By MYRON LOVE For many years now, the Gray Academy has been organizing yearly Shabbatons in January for the high school students attending the school. Last year, Gray Academy teachers Sheppy Coodin and Avi Posen decided to raise the bar with a Shabbaton for young Jewish adults aged 18-26.
Their inaugural Shabbat Unplugged was so successful that this year, the duo did it again – this time with a new partner in the form of new Hillel Director Arielle Branitsky.
“One of our goals this year, since Arielle is new to our community, was to partner with Hillel to give Arielle an opportunity to meet some more of the younger people in the community,” says Posen.
Posen and Coodin took things one step further by also combining their Shabbat Unplugged with Hillel’s annual Shabbat Shabang Shabbaton that brings together Jewish university students from Calgary, Edmonton and Winnipeg.
“It is important to us that young people not only have an opportunity to be with each other in a Jewish context but also to meet new Jewish people of the some age,” Coodin says. “We had a good mix of younger people from the three cities as well as people from Winnipeg that we had never met before.”
“I was really excited about this opportunity to merge okur (Hillel’s) annual Shabbat Shabang with Shabbat Unplugged,” Branitsky says. “It was a great chance for younger people from the three largest Jewish communities on the Prairies to forge new relationships in a Jewish setting. Programs like Shabbat Unplugged can serve as a launching pad for our younger Jewish adults who are interested in continuing to build our Jewish community into the future.”
This year’s Shabbat Unplugged took place on the weekend of January 27-29 and was held once again at Lakeview Resort at Hecla.
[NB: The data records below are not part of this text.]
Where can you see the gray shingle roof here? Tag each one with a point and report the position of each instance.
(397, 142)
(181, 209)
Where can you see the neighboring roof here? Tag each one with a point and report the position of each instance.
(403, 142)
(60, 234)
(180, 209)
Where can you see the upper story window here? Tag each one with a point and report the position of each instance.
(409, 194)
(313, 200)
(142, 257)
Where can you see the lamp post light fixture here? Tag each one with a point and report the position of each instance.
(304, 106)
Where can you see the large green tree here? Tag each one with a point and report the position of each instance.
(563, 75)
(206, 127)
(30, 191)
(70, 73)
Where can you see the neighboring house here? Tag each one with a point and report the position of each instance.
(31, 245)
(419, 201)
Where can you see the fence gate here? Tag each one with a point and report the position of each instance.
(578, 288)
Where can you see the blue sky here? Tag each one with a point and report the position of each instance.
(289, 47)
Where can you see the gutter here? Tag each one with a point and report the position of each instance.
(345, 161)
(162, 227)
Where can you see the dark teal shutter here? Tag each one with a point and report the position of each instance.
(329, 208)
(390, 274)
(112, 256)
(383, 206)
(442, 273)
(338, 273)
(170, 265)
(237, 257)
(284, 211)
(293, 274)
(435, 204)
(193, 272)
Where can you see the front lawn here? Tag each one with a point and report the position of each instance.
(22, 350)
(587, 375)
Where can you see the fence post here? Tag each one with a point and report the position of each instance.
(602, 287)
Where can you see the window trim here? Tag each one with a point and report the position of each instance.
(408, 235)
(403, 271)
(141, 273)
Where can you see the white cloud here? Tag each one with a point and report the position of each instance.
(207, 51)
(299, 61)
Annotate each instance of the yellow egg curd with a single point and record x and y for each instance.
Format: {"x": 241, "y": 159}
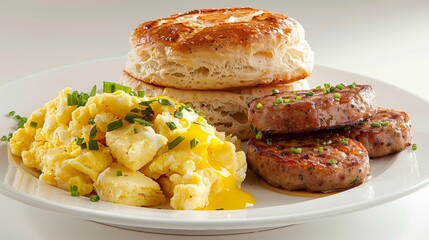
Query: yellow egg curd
{"x": 134, "y": 150}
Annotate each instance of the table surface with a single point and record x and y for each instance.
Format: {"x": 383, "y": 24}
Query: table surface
{"x": 386, "y": 40}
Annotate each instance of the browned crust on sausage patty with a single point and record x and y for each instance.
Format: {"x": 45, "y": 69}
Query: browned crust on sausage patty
{"x": 300, "y": 112}
{"x": 341, "y": 165}
{"x": 387, "y": 132}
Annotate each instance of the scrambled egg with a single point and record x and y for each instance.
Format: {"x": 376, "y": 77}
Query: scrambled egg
{"x": 135, "y": 151}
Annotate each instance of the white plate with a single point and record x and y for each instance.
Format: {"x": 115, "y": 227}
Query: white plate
{"x": 392, "y": 177}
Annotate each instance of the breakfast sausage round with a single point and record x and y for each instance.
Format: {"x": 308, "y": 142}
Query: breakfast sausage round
{"x": 311, "y": 110}
{"x": 320, "y": 164}
{"x": 389, "y": 131}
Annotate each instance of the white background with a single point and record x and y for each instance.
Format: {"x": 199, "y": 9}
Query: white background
{"x": 386, "y": 40}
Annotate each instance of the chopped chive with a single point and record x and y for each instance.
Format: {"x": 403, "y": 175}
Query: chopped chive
{"x": 327, "y": 86}
{"x": 72, "y": 99}
{"x": 146, "y": 103}
{"x": 135, "y": 110}
{"x": 79, "y": 141}
{"x": 201, "y": 124}
{"x": 6, "y": 138}
{"x": 142, "y": 122}
{"x": 21, "y": 121}
{"x": 194, "y": 142}
{"x": 33, "y": 124}
{"x": 296, "y": 150}
{"x": 93, "y": 91}
{"x": 344, "y": 140}
{"x": 175, "y": 142}
{"x": 327, "y": 142}
{"x": 93, "y": 145}
{"x": 353, "y": 85}
{"x": 166, "y": 102}
{"x": 199, "y": 113}
{"x": 259, "y": 135}
{"x": 140, "y": 93}
{"x": 91, "y": 121}
{"x": 171, "y": 125}
{"x": 93, "y": 133}
{"x": 108, "y": 87}
{"x": 178, "y": 114}
{"x": 278, "y": 101}
{"x": 94, "y": 198}
{"x": 130, "y": 117}
{"x": 117, "y": 87}
{"x": 340, "y": 86}
{"x": 75, "y": 193}
{"x": 114, "y": 125}
{"x": 82, "y": 99}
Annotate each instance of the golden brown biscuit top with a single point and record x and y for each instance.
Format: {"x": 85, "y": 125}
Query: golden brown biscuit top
{"x": 216, "y": 28}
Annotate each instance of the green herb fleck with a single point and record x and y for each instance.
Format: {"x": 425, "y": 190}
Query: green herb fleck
{"x": 175, "y": 142}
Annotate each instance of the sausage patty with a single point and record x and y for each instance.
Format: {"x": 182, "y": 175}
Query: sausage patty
{"x": 322, "y": 164}
{"x": 389, "y": 131}
{"x": 311, "y": 110}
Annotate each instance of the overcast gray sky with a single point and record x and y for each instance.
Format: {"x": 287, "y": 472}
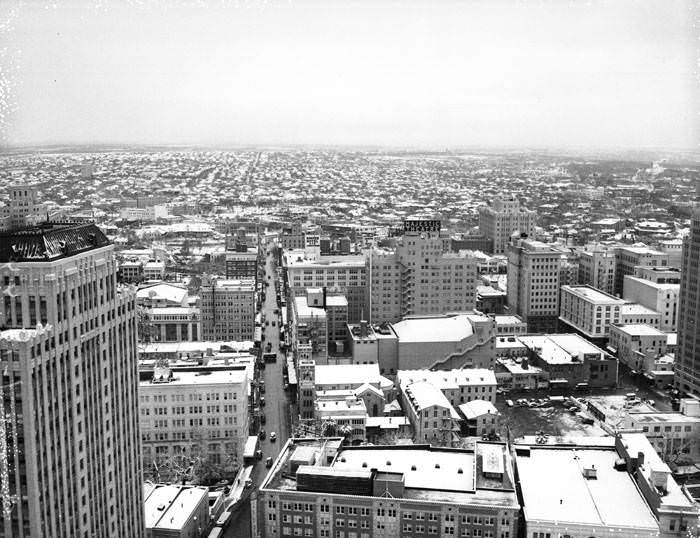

The weekend this year attracted over 90 (including speakers) as compared to 70 last year.
The weekend began with a Kabbalat Shabbat service followed by a Shabbat morning Torah reading (led by Coodin and Posen with the participation of some of the attendees). Also helping out as facilitators were Saskatoon shaliachim Sapir and Yaniv Atiya.
One of the speakers was Ryan Bellerose, co-founder of Calgary United with Israel and B’nai Brith Canada’s advocacy co-ordinator for western Canada. Bellerose, of Aboriginal heritage, makes the case that the Jewish People are the Aboriginal people of Israel. At the Shabbaton, he spoke about the importance of identity.
Also speaking was Allyson Grant, Assistant Director, Government Relations and University Outreach for CIJA (the Centre for Israel and Jewish Affairs). Coodin reports that she put a number of pictures around a room and had participants choose which picture each one most identified with.
“There was some interesting discussion,” Coodin says.
With 48 students graduating from the Gray Academy in June, Coodin and Posen are anticipating an even higher number of participants at next year’s Shabbat Unplugged.
Branitsky, Posen and Coodin are very grateful to the many sponsors of this Shabbaton, which include Jewish organizations, synagogues, and private donors.